Overview
CVE-2025-13372 identifies a medium-severity SQL injection vulnerability found in Django versions 5.2 before 5.2.9, 5.1 before 5.1.15, and 4.2 before 4.2.27. The flaw resides within the FilteredRelation functionality and can be exploited through carefully crafted dictionaries used in conjunction with dictionary expansion (**kwargs) when calling QuerySet.annotate() or QuerySet.alias() on PostgreSQL databases.
Technical Details
The vulnerability stems from insufficient sanitization when handling column aliases in FilteredRelation. An attacker can manipulate the **kwargs dictionary passed to QuerySet.annotate() or QuerySet.alias() to inject malicious SQL code into the generated query. Specifically, the vulnerability is triggered when using dictionary expansion. This allows an attacker to control portions of the SQL query related to column aliases, leading to arbitrary code execution on the database server. While the reported versions are 5.2, 5.1 and 4.2, older unsupported Django branches like 5.0.x, 4.1.x, and 3.2.x *may* also be vulnerable, but have not been officially assessed.
CVSS Analysis
The Common Vulnerability Scoring System (CVSS) assigns CVE-2025-13372 a score of 4.3, indicating a MEDIUM severity. This score is derived from the following factors (Base Score):
- Attack Vector: Network (AV:N)
- Attack Complexity: High (AC:H)
- Privileges Required: None (PR:N)
- User Interaction: None (UI:N)
- Scope: Unchanged (S:U)
- Confidentiality Impact: None (C:N)
- Integrity Impact: Low (I:L)
- Availability Impact: None (A:N)
While the attack requires a high degree of complexity to craft a successful exploit, the potential for data modification justifies the medium severity rating.
Possible Impact
Successful exploitation of this vulnerability could lead to:
- Data Manipulation: An attacker could potentially modify sensitive data within the database.

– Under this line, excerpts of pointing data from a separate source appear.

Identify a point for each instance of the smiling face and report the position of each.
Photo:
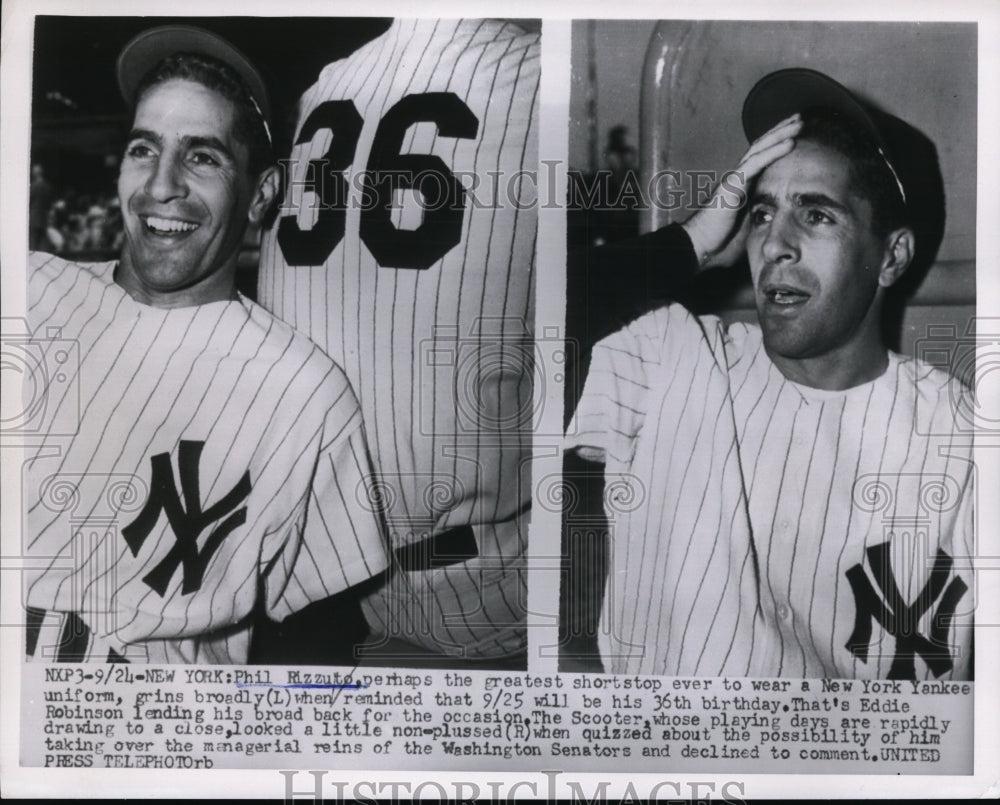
(817, 265)
(186, 196)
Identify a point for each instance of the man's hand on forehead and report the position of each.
(718, 231)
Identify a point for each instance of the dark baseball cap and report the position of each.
(781, 94)
(149, 48)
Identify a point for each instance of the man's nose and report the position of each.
(781, 241)
(166, 182)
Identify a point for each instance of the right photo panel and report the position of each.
(771, 290)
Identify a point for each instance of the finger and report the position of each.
(783, 131)
(755, 163)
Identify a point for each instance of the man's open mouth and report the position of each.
(168, 226)
(786, 295)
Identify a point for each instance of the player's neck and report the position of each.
(852, 365)
(217, 287)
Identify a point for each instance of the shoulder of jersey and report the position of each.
(932, 381)
(43, 264)
(446, 32)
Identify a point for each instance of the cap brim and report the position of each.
(783, 93)
(150, 47)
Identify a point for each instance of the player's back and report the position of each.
(405, 247)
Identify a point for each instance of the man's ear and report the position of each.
(264, 194)
(899, 246)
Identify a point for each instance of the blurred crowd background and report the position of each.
(68, 220)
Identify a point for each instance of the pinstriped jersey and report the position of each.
(774, 529)
(200, 464)
(405, 248)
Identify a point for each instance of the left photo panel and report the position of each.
(279, 351)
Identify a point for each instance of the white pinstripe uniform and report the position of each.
(770, 522)
(215, 470)
(431, 324)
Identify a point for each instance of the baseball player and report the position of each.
(802, 496)
(405, 248)
(215, 458)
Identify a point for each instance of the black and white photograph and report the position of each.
(230, 493)
(783, 406)
(499, 401)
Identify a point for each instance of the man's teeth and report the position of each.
(169, 225)
(787, 297)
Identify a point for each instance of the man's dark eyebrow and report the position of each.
(144, 134)
(190, 142)
(210, 142)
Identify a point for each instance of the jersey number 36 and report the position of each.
(387, 171)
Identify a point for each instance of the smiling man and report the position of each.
(213, 464)
(790, 514)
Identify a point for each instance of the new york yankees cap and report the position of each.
(783, 93)
(144, 51)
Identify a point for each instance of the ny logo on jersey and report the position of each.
(901, 619)
(186, 519)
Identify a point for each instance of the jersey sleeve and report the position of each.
(612, 407)
(629, 371)
(341, 539)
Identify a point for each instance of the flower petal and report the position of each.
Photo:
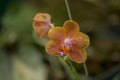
(53, 48)
(41, 28)
(77, 56)
(71, 27)
(80, 41)
(57, 34)
(42, 17)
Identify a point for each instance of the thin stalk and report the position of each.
(68, 10)
(86, 71)
(71, 67)
(73, 70)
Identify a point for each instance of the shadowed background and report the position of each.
(22, 53)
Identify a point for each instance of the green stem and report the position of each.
(86, 71)
(71, 67)
(73, 70)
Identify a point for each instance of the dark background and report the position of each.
(22, 53)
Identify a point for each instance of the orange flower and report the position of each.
(68, 41)
(42, 24)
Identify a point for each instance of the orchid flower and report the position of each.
(68, 41)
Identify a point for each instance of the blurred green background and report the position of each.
(22, 53)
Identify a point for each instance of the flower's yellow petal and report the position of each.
(71, 27)
(42, 17)
(80, 41)
(53, 48)
(77, 56)
(57, 34)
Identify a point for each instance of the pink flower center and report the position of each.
(65, 46)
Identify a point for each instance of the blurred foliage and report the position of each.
(100, 19)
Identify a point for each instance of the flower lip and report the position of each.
(66, 45)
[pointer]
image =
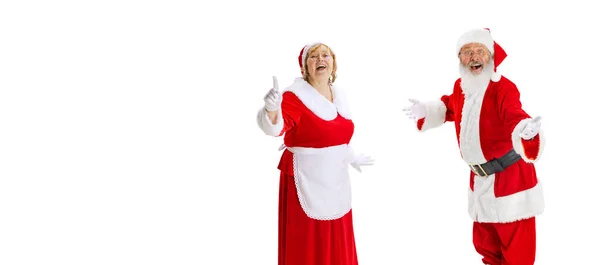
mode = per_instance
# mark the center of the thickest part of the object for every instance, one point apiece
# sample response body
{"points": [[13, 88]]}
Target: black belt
{"points": [[496, 165]]}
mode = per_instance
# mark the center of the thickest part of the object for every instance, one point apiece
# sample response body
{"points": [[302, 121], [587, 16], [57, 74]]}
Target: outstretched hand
{"points": [[273, 98], [532, 128], [415, 111]]}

- Information Disclosure: Although the CVSS score indicates no direct confidentiality impact, complex SQL injection attacks can sometimes be chained to extract sensitive information.
- Denial of Service: While the primary CVSS score doesn’t reflect this, depending on the database configuration and injected SQL, a denial-of-service condition is conceivable by injecting resource-intensive queries.
Mitigation and Patch Steps
To address this vulnerability, it is highly recommended to upgrade your Django installation to one of the following patched versions:
- Django 5.2.9 or later
- Django 5.1.15 or later
- Django 4.2.27 or later
If upgrading is not immediately feasible, carefully review all instances where FilteredRelation is used in conjunction with QuerySet.annotate() or QuerySet.alias(), particularly when accepting user-supplied data to construct the **kwargs dictionary. Implement robust input validation and sanitization to prevent malicious SQL code from being injected into the column aliases. Consider using parameterized queries wherever possible to avoid direct SQL string concatenation.